A new book on sport in the county is in a league of its own

October 10, 2016
Yorkshire's Alex Lees bats during the One Day Cup Semi-final at Headingley, Leeds ©Richard Sellers/PA Wire/Press Association Images
Yorkshire's Alex Lees bats during the One Day Cup Semi-final at Headingley, Leeds ©Richard Sellers/PA Wire/Press Association Images
A Yorkshire Tragedy is the name of an Elizabethan play now remembered mainly by academics for its false attribution to Shakespeare. Though, in its swift dramatisation of an actual homicide—it was probably first performed between the conviction and execution of the murderer—it resembles many later genres from murder ballad to video nasties. Now, the same title has been artfully appropriated by Anthony Clavane for the third part of his informal trilogy of sports books.

It is a dirty secret that much of the finest journalism is sports journalism. From AJ Liebling to Hugh McIlvanney to, well Anthony Clavane, the language sparkles, the insights flash and the world revealed in the boxing square, the cricket oval and the football rectangle turns out to be our world. Bill Shankly, the great Liverpool boss famously said: “Some people believe football is a matter of life and death, I am very disappointed with that attitude. I can assure you it is much, much more important than that.” An exaggeration—until your team are playing. And we all have a team, however deeply buried that loyalty is.
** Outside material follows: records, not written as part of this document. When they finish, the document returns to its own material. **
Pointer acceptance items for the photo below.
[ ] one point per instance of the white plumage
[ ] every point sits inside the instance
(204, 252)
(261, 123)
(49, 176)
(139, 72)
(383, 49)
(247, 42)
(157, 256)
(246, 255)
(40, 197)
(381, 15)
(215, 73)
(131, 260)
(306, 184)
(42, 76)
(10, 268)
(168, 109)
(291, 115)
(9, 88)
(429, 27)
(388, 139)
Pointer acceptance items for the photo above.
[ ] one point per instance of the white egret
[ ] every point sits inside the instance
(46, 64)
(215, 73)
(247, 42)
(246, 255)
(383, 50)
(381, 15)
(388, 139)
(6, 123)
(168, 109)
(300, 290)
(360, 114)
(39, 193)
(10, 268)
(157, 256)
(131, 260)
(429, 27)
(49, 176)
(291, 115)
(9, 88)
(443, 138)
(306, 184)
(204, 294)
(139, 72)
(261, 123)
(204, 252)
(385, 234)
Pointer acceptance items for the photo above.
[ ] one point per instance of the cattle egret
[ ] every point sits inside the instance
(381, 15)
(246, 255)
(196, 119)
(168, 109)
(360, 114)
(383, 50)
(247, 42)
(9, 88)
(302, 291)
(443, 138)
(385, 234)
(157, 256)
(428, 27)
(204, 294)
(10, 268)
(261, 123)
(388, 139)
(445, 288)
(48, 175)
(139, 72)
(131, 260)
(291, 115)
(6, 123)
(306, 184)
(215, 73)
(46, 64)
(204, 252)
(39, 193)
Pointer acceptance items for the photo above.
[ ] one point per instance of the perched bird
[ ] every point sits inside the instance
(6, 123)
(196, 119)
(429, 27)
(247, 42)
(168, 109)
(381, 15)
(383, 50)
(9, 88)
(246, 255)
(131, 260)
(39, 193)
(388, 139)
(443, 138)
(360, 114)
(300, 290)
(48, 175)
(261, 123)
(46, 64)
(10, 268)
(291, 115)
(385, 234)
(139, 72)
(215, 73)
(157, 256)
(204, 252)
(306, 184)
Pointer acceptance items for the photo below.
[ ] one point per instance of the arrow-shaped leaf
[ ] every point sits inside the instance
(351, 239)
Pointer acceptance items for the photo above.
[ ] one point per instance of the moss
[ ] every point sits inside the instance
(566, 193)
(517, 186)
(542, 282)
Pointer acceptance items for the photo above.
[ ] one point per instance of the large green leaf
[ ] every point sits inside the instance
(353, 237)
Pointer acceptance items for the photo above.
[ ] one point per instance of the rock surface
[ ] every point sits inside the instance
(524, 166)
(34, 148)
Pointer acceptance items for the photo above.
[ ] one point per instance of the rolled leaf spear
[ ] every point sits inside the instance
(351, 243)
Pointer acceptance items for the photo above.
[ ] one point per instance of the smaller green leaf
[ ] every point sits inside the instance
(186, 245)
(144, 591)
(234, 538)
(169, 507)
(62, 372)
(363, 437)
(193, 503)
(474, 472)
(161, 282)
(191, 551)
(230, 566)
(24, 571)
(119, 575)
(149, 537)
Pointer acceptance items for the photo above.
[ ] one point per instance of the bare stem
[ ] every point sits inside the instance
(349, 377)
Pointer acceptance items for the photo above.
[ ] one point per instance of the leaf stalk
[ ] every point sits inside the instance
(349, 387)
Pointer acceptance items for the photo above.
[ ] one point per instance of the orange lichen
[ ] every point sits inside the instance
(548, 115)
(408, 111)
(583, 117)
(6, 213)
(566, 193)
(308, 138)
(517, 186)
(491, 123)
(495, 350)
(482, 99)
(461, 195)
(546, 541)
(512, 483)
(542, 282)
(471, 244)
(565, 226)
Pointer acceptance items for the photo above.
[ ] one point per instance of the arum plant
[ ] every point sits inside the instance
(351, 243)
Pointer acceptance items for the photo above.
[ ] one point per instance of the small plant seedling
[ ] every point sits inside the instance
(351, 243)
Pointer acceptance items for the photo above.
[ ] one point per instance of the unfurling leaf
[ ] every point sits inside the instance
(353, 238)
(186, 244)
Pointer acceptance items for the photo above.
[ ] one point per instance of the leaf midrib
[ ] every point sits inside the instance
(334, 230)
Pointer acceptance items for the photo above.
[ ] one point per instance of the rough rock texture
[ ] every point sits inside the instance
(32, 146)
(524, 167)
In sport, your team is a link back to place—the place you are from, or where your family are from. It is an anchor. Is it, though, more than that, more than a sentimental indulgence? That is the question Clavane interrogates in this book. Appropriately, this is a tragedy in three acts, one for each of the three main sports of the county: rugby league, cricket and football.

Astutely, amusingly and accurately Clavane tells four decades of Yorkshire history through these sports. And, of course, he tells the history of the whole nation too. Thatcher. The market. Globalisation. The consumer society. Individualism. The making, unmaking and remaking of communities is retold and illuminated through sport. But not just sport—the quotes are widely drawn, from Anthony Powell to privately published memoirs.

A rich history is exposed which owes as much to Situationism as to traditional socialist critiques of economic development. Sports writing, like much genre writing, wears its learning lightly. Nevertheless, the rise and fall of Yorkshire sporting giants is a marvellous prism for the social and economic change in the region. Though one caveat can be entered—the loss of the closeness and communalism of the 1960s and 1970s may be lamented, but it is not an unmitigated loss. The rise in prosperity (living standards have doubled since 1989) that has given so many Yorkshire families greater control over their lives is a great thing. As is the liberation of women and gay men and lesbian women. And the end of slum housing.

None of this is contested by Clavane, although it is occluded by the male prism of sport. Indeed, the range of his references forms a chorus supporting and challenging his argument as it goes on. So essential is this work that it should be called A Yorkshire Tragedy?